Dataviz Horror Stories: Jorge Camões

Leia este artigo em portugues aqui.

Have you ever made an embarrassing mistake in a data visualization? Did you utterly fail to meet your client’s or boss’s vision? Did you proudly share a visualization only to be overwhelmed by critical feedback? Of course you have! We all have, whether we’re beginners or superstars. In this series, we’re encouraging dataviz practitioners to share their own Horror Stories as a way of normalizing “failure” as part of professional development. Brave enough to share your personal tale of woe? Email us at nightingale@datavisualizationsociety.org.

Today’s submission comes from Jorge Camões who, in a sleepless night long ago, came up with this peregrine idea that you can make good charts in Excel, and even wrote about it in his book Data at Work.

I have a closet full of data visualization skeletons. Choose any random mistake, and I’ll find an example. From 3D effects to broken scales to more subtle mistakes, they are all there. But I can blame many of those on my (then) youth and happily move on. I make better mistakes now (I think). Let me tell you about a recent one.

The data

Like everybody else in this field, I like turning a data table into a visual experience. Who’s not excited by the smell of a new data table? Paraphrasing Forrest Gump…

My mom always said a data table was like a box of chocolates. You never know what you’re gonna get.

So when a client shared sensor data with me and told me about their goals, my mind was already in high rotation, imagining all the great stuff I would come up with.

Sensor data is a beautiful, continuous flow of raw and dirty data. There are comforting patterns, inconvenient values, and outliers that sound all the alarms. It’s a kid’s candy shop, really. When there are dozens or hundreds of sensors, you need to find a way to monitor them at a glance, which was one of the client’s goals.

The presentation

The solution was pretty obvious to me: a clean grid of small multiples, layered alarms, a sidebar with filters and sorting keys. I was happy with the draft and got even happier when I realized that the client was not familiar with the concept of “small multiples.” They truly loved them and immediately recognized the potential for monitoring.

But then…

“This is not what we asked for,” they said. “It’s nice to have and helps reduce overhead in some processes, but the key piece is missing.” I had no place to hide.

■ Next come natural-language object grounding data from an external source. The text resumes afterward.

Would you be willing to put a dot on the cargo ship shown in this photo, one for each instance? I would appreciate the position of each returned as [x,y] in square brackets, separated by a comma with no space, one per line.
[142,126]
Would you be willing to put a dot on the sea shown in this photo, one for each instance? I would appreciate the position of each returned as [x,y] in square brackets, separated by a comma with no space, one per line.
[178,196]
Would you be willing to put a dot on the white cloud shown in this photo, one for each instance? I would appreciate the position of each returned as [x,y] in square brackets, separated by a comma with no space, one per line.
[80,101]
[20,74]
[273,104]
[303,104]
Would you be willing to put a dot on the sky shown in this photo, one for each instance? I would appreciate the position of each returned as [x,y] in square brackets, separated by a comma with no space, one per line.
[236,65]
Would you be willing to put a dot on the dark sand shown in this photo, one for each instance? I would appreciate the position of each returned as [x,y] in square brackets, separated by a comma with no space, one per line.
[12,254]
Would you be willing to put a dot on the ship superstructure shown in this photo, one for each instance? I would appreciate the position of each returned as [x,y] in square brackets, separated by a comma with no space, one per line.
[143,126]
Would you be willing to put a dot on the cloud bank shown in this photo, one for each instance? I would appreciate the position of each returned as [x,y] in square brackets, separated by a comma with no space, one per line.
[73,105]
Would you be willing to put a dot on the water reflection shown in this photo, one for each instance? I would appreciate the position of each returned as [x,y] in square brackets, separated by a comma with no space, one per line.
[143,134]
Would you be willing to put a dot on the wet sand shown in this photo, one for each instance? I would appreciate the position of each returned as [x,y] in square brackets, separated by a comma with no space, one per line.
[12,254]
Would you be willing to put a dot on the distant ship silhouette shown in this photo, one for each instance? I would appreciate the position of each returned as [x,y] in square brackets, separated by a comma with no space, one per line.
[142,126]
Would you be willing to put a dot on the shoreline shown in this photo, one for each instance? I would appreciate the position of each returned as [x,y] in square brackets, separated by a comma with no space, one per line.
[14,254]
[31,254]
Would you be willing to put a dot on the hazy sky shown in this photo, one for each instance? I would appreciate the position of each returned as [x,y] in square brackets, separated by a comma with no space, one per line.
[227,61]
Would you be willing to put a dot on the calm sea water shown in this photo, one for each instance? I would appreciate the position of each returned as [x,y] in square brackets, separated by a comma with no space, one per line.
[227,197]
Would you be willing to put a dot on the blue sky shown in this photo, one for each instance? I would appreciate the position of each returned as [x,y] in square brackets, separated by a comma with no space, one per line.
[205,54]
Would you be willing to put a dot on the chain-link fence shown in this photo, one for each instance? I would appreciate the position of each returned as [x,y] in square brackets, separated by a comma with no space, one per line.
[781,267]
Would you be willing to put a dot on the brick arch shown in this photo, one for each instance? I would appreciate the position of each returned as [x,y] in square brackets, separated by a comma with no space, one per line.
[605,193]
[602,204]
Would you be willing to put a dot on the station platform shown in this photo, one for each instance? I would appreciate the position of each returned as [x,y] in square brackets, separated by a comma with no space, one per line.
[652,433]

What they really wanted vs. what I heard

The client had to repeat what my selective perception had filtered out the first time. I can’t go into much detail, but let me show you:

They wanted to display a time series of sensor data to evaluate patterns and detect specific points in the curve with special significance. See the red dots marking the inflection points after each peak? That’s what they wanted to see.

Problem is, although a trained eye knows what to look for and can spot the right point in the curve, this is not scalable and can’t be done with hundreds or thousands of sensors. The client didn’t know how to turn their perception into an algorithm to identify those data points. That’s what they were expecting from me, more than pretty charts.

Happy ending

Unlike the clean example above, the real data was often messy, and some other variables made automatic detection of the inflection points a bit tricky. Still, in the end, I came up with a process that detected those points accurately most of the time, while flagging bad data, so everyone was pretty happy with it.

Lessons learned

This happened just before the Covid-19 pandemic made us all more aware that data quality and subject-matter expertise matter a lot more than we often are willing to acknowledge, especially in our social media bubbles. I’m not a designer, just an ordinary Excel guy. I work a lot on the data side, so I’m fully aware of the interplay between the data and the visuals and how to come up with designs that satisfy clients’ needs—or so I thought.

If you have some experience, visualizing data effectively is not that hard. You likely know all about Gestalt laws and preattentive processing and how to use Ben Shneiderman’s information-seeking mantra (“overview first, zoom and filter, then details on demand”) to help structure the whole thing. That is all fine and dandy, but if you start visualizing the solution in your mind while the client is still explaining the data to you, you risk missing the point. The client doesn’t love data visualization as much as you do. They just bought into the idea that visualizing their data can help to solve their specific problems. For them, it’s a means to an end. If you do a good job, all those subtle design choices you’re so proud of will be natural, obvious, and invisible to them.

Finally, the data you should visualize is often not there or needs profound transformations (in the example above, there are multiple intermediate steps to go from the raw data to the red dots). These calculations often make no sense to a subject-matter expert, so you need to ask what they think (again, the Covid-19 pandemic provides many examples of this, like statistical modeling without epidemiological input). The inverse is also true—that subject-matter experts can benefit from your expertise with data—so communication and collaboration are essential.

All in all, this “mistake” turned into an excellent experience for me. I learned a lot about the data, got the opportunity to apply fairly sophisticated data transformations and modeling to solve a client’s problem, and converted a new client to the virtues of small multiples. Not bad.